Technically speaking, Apyr is a Deathclaw, a creature from the post-apocalyptic video game Fallout 4. In the context of the meme, though, he’s something else.
The Apyr phenomenon seems to have come out of a political compass meme, a chart where you can “tag yourself” as whichever part of the image you identify with politically. Here’s the original version of a stereotypical “redneck” political compass, shared by writer Dante Douglas:
And here’s what happens when Apyr, the creepy demon “friend,” gets involved:
The original image that became Apyr first appeared in 2015 in a series of Photoshops that blended Fallout imagery and real-life photography, but the name “Apyr” seems to have started in March 2018 with the political compass meme above.

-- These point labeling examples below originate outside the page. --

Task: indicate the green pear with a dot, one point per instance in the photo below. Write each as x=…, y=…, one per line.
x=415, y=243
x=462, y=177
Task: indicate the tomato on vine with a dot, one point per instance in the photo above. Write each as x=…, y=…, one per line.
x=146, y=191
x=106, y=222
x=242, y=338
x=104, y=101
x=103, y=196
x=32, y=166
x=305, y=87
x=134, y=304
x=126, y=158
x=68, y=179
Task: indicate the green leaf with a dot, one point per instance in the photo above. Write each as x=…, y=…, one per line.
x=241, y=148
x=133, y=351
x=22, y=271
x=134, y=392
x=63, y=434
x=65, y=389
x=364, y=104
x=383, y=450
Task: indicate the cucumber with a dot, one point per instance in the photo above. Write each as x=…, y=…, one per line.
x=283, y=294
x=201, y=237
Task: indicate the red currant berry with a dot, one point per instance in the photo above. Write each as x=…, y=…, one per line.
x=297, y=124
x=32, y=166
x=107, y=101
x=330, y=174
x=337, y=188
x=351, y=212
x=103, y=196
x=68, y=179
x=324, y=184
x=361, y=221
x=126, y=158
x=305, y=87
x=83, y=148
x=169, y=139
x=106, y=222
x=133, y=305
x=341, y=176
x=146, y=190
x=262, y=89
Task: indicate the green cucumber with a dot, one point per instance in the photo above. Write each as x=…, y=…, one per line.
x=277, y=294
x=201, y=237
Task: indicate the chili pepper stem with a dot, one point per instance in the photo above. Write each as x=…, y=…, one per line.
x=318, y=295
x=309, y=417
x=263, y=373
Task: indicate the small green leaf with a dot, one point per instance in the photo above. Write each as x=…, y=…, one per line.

But Apyr didn’t really blow up until the memes caught the attention of PewDiePie, the incredibly popular, often controversial gaming YouTuber. PewDiePie has been boosting memes all year with his “Meme Review” series, and his influence over the teen boy demographic means anything he covers is guaranteed to go viral. (For the best/worst example of this, see the Ugandan Knuckles meme from January.)
PewDiePie reposted the Apyr “Which friend are you?” meme on April 2, and the creepy demon friend soon took on a life of its own, with people making all kinds of bizarre memes about it. Someone gave Apyr its own Tinder profile:
Someone else tried to get it upvoted to the front page of Reddit:
In late April, the entertainment site ebaumsworld had published an article about how much gamers love Apyr. By this point, the meme had turned sympathetic toward the demonic character, depicting him as thoughtful and misunderstood.
In a stale, repetitive meme environment, one way forward is to create characters that target multiple online niches at once. Apyr is a great example of a meme whose appeal spans at least two large online communities. Gamers are its natural constituency, due to Apyr’s Fallout origins, but it also appeals to horror fans who gravitate toward “creepypasta” and Cursed Images. It also has an inherent “WTF” factor that may entice people who don’t recognize Apyr to Google him, giving it a larger audience and a little extra longevity.
We all have that one friend, and this month, that one friend is Apyr.